El vocero opositor Guaidó, sin embargo, rechazó esa posibilidad, tildando la oferta como un “diálogo falso”.
El Secretario de Estado de los EEUU y ex jefe de la CIA, Mike Pompeo, poco amigo de las palabras y presto para la acción, convocó este sábado al Consejo de Seguridad de Naciones Unidas para intentar una condena al gobierno venezolano y un reconocimiento internacional a su marioneta política. Declaración que hubiera constituido el preludio de un escenario de nuevas sanciones –incluida la amenaza bélica-, pero que no prosperó, gracias a la cordura de los países que ven en la maniobra una violación del derecho internacional y una injerencia en los asuntos internos de otras naciones, contrario por completo a la Carta y al espíritu de las Naciones Unidas.
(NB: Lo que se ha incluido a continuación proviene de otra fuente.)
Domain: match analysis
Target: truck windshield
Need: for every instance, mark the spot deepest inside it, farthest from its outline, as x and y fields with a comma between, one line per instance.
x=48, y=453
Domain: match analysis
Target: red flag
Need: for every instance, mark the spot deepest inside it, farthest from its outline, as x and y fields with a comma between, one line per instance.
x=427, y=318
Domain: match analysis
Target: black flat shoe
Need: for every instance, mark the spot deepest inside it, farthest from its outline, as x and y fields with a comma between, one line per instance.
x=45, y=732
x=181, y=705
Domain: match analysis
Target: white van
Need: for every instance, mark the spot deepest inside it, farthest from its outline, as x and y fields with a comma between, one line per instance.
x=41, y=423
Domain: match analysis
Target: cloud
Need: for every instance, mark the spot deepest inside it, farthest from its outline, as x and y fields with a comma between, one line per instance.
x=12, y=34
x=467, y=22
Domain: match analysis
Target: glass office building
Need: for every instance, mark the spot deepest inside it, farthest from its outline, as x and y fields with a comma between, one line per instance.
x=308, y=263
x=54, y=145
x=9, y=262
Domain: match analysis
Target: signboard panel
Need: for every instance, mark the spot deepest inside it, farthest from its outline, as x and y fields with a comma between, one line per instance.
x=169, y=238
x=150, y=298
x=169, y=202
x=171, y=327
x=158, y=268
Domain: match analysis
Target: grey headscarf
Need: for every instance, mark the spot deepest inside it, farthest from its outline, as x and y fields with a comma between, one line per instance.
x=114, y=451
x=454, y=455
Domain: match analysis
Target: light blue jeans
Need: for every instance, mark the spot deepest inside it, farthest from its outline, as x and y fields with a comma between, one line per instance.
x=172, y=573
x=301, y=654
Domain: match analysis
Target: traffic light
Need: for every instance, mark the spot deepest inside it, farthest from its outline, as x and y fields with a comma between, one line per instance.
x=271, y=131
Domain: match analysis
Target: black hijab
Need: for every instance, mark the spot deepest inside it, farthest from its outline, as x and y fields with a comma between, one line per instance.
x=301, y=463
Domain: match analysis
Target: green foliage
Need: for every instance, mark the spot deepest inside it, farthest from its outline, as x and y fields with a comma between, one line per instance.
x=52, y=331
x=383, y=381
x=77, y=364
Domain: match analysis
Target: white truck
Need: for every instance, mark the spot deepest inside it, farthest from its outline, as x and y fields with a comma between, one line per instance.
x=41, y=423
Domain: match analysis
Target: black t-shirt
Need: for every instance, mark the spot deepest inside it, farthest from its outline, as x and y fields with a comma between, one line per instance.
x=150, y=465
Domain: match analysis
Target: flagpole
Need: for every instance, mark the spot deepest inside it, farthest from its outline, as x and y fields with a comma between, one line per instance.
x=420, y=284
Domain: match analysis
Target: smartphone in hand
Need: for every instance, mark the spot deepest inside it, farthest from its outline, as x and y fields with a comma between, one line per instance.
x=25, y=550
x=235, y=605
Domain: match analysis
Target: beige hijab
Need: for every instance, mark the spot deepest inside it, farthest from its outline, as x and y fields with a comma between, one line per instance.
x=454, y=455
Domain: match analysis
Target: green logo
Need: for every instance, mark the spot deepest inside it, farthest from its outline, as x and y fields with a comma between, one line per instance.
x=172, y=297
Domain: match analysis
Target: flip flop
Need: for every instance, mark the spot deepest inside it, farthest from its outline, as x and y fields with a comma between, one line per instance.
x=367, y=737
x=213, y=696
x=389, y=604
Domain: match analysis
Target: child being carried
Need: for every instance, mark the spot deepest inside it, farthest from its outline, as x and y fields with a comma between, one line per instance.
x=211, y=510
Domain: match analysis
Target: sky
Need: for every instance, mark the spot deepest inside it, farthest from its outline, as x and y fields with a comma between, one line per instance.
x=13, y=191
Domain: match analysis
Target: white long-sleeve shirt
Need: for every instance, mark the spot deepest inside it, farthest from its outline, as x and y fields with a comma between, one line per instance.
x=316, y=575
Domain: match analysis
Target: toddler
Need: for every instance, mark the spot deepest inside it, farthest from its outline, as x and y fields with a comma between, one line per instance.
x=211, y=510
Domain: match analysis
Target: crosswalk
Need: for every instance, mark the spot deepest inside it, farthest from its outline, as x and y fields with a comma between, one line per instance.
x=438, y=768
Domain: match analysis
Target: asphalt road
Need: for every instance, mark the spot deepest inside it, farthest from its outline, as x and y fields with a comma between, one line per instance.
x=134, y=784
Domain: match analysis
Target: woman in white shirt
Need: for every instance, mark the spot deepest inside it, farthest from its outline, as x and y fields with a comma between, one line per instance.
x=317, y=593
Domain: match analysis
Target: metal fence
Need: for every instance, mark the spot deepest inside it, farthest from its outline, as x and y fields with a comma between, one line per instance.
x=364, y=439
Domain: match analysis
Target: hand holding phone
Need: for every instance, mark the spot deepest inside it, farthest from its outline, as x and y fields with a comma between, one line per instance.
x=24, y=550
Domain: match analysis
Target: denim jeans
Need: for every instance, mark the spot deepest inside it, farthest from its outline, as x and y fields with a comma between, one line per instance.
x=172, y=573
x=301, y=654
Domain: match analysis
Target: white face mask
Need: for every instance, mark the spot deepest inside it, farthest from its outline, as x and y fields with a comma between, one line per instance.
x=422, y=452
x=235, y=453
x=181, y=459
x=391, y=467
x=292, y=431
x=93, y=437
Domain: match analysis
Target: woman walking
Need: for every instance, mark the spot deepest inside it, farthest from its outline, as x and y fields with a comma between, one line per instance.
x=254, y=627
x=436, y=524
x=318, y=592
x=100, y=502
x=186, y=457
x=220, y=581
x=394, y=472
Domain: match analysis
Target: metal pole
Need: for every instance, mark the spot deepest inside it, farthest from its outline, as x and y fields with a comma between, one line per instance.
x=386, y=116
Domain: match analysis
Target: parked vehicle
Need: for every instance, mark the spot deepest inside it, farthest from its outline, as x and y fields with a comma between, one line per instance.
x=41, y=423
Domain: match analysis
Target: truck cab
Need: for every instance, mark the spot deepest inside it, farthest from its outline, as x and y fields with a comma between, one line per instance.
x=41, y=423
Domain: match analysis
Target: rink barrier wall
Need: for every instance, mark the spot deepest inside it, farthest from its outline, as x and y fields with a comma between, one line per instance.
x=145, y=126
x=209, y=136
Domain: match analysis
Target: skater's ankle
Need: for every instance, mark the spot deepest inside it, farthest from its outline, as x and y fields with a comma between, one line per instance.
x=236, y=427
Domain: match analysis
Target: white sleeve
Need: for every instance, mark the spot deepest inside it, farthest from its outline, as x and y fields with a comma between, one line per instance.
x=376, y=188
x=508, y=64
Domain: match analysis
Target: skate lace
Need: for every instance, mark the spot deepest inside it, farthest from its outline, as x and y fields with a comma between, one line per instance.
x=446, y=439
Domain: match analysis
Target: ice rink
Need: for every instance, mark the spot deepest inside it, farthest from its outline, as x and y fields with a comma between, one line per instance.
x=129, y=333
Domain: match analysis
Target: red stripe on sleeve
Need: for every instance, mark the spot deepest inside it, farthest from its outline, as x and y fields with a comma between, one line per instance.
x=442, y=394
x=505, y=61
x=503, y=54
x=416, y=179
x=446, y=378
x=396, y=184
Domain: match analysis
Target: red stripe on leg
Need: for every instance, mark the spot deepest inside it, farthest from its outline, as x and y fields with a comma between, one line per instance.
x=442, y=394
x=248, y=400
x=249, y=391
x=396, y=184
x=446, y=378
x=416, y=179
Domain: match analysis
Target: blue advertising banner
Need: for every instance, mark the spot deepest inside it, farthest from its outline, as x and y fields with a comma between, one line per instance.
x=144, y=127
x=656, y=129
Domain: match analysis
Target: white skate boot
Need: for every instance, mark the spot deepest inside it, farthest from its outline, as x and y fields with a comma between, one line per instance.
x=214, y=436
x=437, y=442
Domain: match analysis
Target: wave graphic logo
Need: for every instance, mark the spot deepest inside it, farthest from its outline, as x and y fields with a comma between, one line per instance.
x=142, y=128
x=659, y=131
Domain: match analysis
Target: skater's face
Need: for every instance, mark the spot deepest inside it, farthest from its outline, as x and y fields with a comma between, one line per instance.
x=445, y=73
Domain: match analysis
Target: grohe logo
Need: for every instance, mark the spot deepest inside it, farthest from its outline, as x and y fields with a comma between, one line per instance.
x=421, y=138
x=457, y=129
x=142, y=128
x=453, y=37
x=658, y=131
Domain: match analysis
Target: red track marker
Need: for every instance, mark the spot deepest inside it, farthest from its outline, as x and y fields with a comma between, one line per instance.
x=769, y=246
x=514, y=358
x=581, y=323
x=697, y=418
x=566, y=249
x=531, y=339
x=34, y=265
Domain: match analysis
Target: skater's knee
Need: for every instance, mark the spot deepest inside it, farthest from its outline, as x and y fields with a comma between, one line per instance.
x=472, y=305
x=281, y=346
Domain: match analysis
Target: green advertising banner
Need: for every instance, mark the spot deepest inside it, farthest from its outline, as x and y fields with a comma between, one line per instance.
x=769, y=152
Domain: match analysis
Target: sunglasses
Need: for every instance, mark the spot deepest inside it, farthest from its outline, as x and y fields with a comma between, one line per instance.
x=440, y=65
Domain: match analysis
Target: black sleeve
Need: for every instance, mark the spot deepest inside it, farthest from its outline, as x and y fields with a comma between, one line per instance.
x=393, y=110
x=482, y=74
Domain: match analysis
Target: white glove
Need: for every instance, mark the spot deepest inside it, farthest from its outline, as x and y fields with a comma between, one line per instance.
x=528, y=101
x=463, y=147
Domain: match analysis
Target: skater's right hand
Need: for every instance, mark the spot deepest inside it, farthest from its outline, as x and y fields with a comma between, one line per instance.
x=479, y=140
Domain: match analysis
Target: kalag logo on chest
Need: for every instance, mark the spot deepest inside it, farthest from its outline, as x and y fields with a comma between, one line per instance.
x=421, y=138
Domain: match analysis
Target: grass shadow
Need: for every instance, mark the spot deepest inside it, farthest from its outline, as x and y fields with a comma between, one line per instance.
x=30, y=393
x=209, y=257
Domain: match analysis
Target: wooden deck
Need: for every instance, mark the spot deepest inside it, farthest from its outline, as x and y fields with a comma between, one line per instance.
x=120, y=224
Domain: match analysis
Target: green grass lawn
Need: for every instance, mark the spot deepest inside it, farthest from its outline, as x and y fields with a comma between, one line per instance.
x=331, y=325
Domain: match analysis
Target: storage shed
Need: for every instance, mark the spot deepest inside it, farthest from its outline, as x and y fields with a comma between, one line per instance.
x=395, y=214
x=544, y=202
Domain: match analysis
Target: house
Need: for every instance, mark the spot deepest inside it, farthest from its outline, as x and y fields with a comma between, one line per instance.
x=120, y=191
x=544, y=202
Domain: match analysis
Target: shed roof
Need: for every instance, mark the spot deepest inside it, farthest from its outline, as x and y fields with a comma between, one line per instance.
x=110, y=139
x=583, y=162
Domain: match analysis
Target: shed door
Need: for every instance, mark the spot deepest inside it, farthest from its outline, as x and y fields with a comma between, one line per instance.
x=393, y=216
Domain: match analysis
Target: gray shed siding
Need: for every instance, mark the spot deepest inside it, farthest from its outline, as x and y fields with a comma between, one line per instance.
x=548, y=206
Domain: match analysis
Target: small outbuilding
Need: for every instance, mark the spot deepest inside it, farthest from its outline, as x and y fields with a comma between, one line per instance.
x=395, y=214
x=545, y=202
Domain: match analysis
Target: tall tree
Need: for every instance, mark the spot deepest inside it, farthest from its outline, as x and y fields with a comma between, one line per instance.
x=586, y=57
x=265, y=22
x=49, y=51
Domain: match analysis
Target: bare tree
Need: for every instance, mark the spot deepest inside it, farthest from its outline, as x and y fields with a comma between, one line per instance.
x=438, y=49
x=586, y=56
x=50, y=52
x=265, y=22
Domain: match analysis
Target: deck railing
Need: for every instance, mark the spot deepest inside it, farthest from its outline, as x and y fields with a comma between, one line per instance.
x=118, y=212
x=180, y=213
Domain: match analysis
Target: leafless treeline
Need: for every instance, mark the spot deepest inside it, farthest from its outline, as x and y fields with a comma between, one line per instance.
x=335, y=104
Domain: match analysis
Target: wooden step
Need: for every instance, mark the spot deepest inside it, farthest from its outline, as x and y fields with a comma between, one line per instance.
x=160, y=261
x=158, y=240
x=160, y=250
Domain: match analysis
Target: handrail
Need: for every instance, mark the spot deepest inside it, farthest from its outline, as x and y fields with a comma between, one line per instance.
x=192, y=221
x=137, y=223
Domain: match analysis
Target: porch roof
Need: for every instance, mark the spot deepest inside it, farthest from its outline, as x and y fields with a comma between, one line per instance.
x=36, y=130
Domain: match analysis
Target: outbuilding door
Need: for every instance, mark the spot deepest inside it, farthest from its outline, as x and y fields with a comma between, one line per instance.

Aún así, el gobierno estadounidense y los países europeos han conseguido darle dimensión internacional a un conflicto político que compete sólo a los venezolanos, pero que compromete las posibilidades de emancipación y autonomía de todos los pueblos del mundo.
Nada bueno traen las guerras. No son ni justas, ni santas, ni buenas. Son mortíferas. No traen desarrollo, democracia o libertad, sino destrucción, sufrimiento y dominación.
Nada bueno traen los golpes de Estado, son siempre duros, nunca blandos. Mucho menos, si vienen de la mano de una potencia en declive y un sistema decadente, en su desesperado intento por impedir nuevos vientos.